Obrazek użytkownika energetyk

18-02-2012 [00:57] - energetyk (niezweryfikowany) | Link:

Czyli wedlug Panskiej logiki - gdyby Pan ujrzal malpe z brzytwa zakazal by Pan produkcji brzytew. A poniewaz jest Pan zwolennikiem swierzego powietrza, najlepszy urlop spedzi pan w okolicach Turoszowa lub Kozienic, oddychajac czystym powietrzem, z piecow tych elektrowni kazda po 3000 MW,
czyszczonym na filtrach, kt. Pan wdrazal.
Gazem to moze Pan palic w swojej kuchence a narazie 99% elektrowni w Polsce spala wegiel, bo na drogi ruski gaz do produkcji mocy Pana nie stac. Zapomnial pan jeszcze pieprzyc o elektrowniach fotovoltaicznych i wiatrowych. Jako ekspert moze Pan cos o podwodnych lodziach atomowych?

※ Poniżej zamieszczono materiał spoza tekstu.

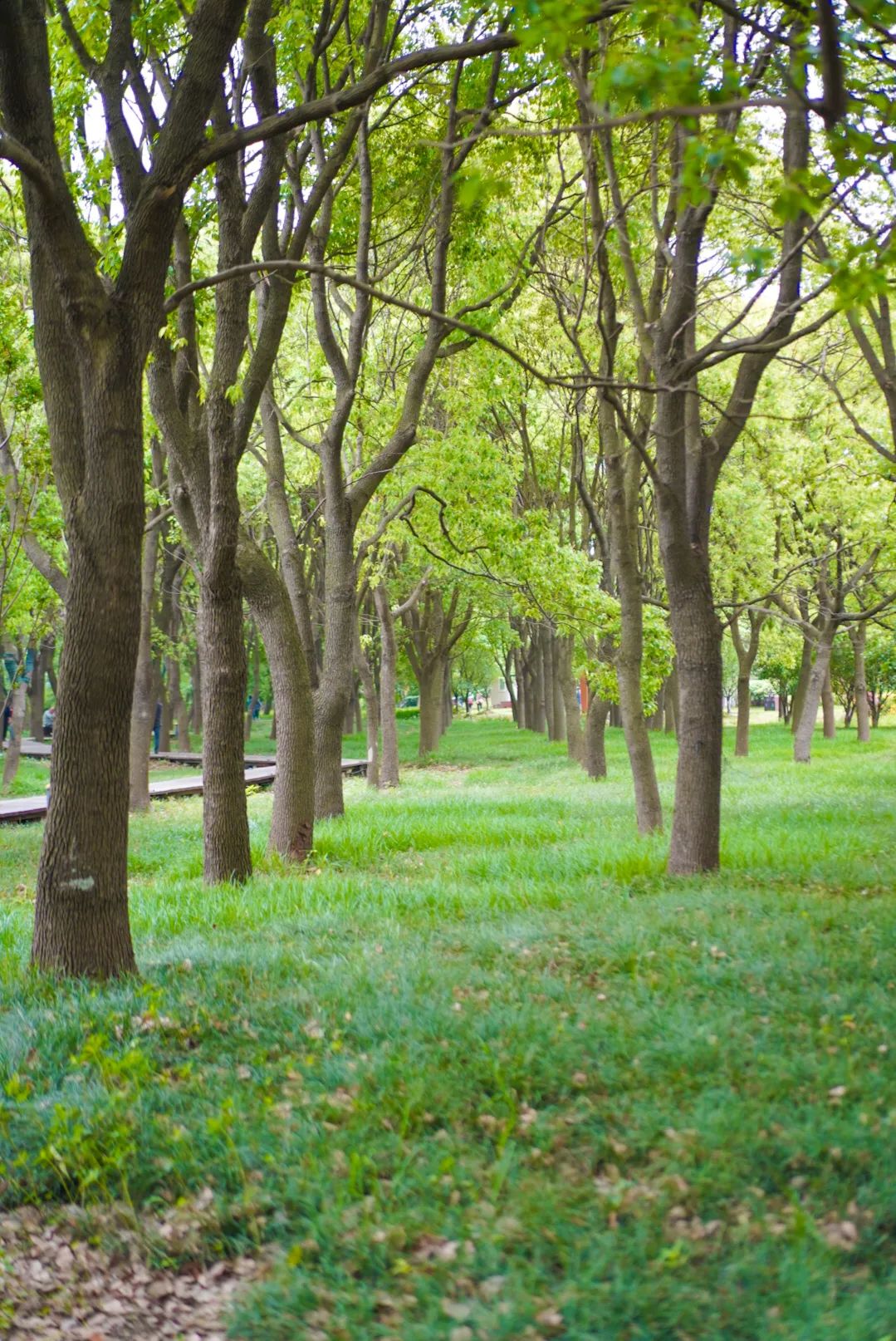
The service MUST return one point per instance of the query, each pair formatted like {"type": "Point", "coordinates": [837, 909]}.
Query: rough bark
{"type": "Point", "coordinates": [747, 653]}
{"type": "Point", "coordinates": [596, 736]}
{"type": "Point", "coordinates": [809, 712]}
{"type": "Point", "coordinates": [371, 705]}
{"type": "Point", "coordinates": [575, 738]}
{"type": "Point", "coordinates": [670, 703]}
{"type": "Point", "coordinates": [196, 684]}
{"type": "Point", "coordinates": [294, 794]}
{"type": "Point", "coordinates": [225, 823]}
{"type": "Point", "coordinates": [93, 336]}
{"type": "Point", "coordinates": [430, 681]}
{"type": "Point", "coordinates": [828, 716]}
{"type": "Point", "coordinates": [256, 683]}
{"type": "Point", "coordinates": [387, 690]}
{"type": "Point", "coordinates": [802, 683]}
{"type": "Point", "coordinates": [144, 705]}
{"type": "Point", "coordinates": [858, 636]}
{"type": "Point", "coordinates": [622, 495]}
{"type": "Point", "coordinates": [17, 729]}
{"type": "Point", "coordinates": [37, 694]}
{"type": "Point", "coordinates": [539, 685]}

Obrazek użytkownika energetyk

18-02-2012 [00:59] - energetyk (niezweryfikowany) | Link:

Czyli wedlug Panskiej logiki - gdyby Pan ujrzal malpe z brzytwa zakazal by Pan produkcji brzytew. A poniewaz jest Pan zwolennikiem swierzego powietrza, najlepszy urlop spedzi pan w okolicach Turoszowa lub Kozienic, oddychajac czystym powietrzem, z piecow tych elektrowni kazda po 3000 MW,
czyszczonym na filtrach, kt. Pan wdrazal.
Gazem to moze Pan palic w swojej kuchence a narazie 99% elektrowni w Polsce spala wegiel, bo na drogi ruski gaz do produkcji mocy Pana nie stac. Zapomnial pan jeszcze pieprzyc o elektrowniach fotovoltaicznych i wiatrowych. Jako ekspert moze Pan cos o podwodnych lodziach atomowych?

Obrazek użytkownika Lech Makowiecki

19-02-2012 [17:27] - Lech Makowiecki | Link:

 Dyplom inżyniera budowy okrętów daje mi pewną wiedzę - ot, chociażby na temat okresu połowicznego rozpadu uranu czy plutonu i czasu "dochodzenia" do normalności obszaru po skażeniu promieniotwórczym terenu spowodowanym wybuchem wulkanu czy katastrofą elektrowni atomowej. Nie zanudzam - szczegóły znajdziecie np. na ukochanej przez wszystkich Wikipedii.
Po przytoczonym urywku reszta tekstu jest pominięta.